Si le conflit apparaît comme un facteur toujours à l’œuvre
dans le processus de socialisation, il n’a de sens et d’effectivité
que lorsqu’il trouve, au moins temporairement, la voie de sa
résolution, et le compromis en constitue une issue possible. La
paix et la guerre, l’harmonie et le conflit ne sont pas des états,
mais des éléments d’un processus, un équilibre instable et toujours menacé par son contraire.
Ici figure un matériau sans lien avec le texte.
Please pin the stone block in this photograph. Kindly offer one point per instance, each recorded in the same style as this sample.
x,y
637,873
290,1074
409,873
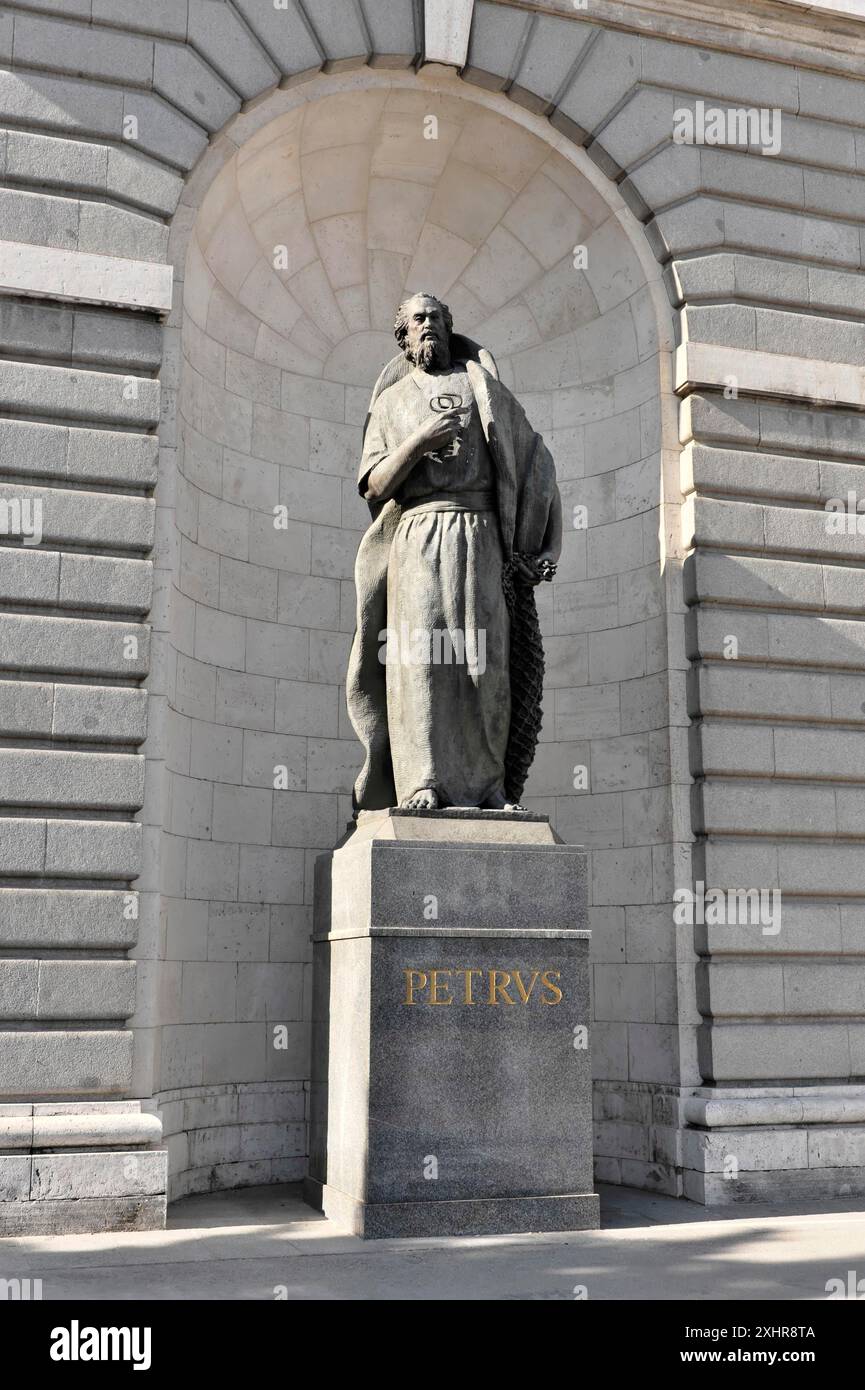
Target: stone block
x,y
191,85
287,38
63,1062
73,1176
Dans le texte qui suit, Simmel accorde un intérêt tout particulier au compromis qui résulte de la fongibilité. Ce développement assez bref renvoie implicitement à de longues analyses
conduites dans son livre de 1900, La Philosophie de l’argent.
Deux aspects doivent à cet endroit être mentionnés. Le premier
conduit à établir une relation directe entre le compromis et le
relativisme dont Simmel fut un concepteur souvent incompris
— on eut tôt fait de confondre, comme Rickert, relativisme et
scepticisme, alors que Simmel concevait le relativisme comme
un principe de connaissance entièrement positif. Ainsi, de
même que la vérité, selon Simmel, n’a plus à être conçue
comme une substance, mais comme un processus2, le compromis
lui-même se révèle une actualisation possible, un exemple de la
théorie de la valeur établie par notre auteur. Une chose n’aurait donc pas de valeur en soi ; sa valeur tient de l’estimation
des biens qu’on est prêt à céder en échange pour l’acquérir. Se
révèle décisif le moment de la comparaison qui, dans le compromis, opère cette distanciation grâce à laquelle, au lieu de
rester attaché à l’objet auquel on tient comme l’huître à son
rocher, on laisse opérer le principe de la fongibilité. On accède
à l’idée qu’un autre bien est substituable à celui qu’on estimait
Par exemple, il faut se défaire de l’idée qu’une ligne serait « longue »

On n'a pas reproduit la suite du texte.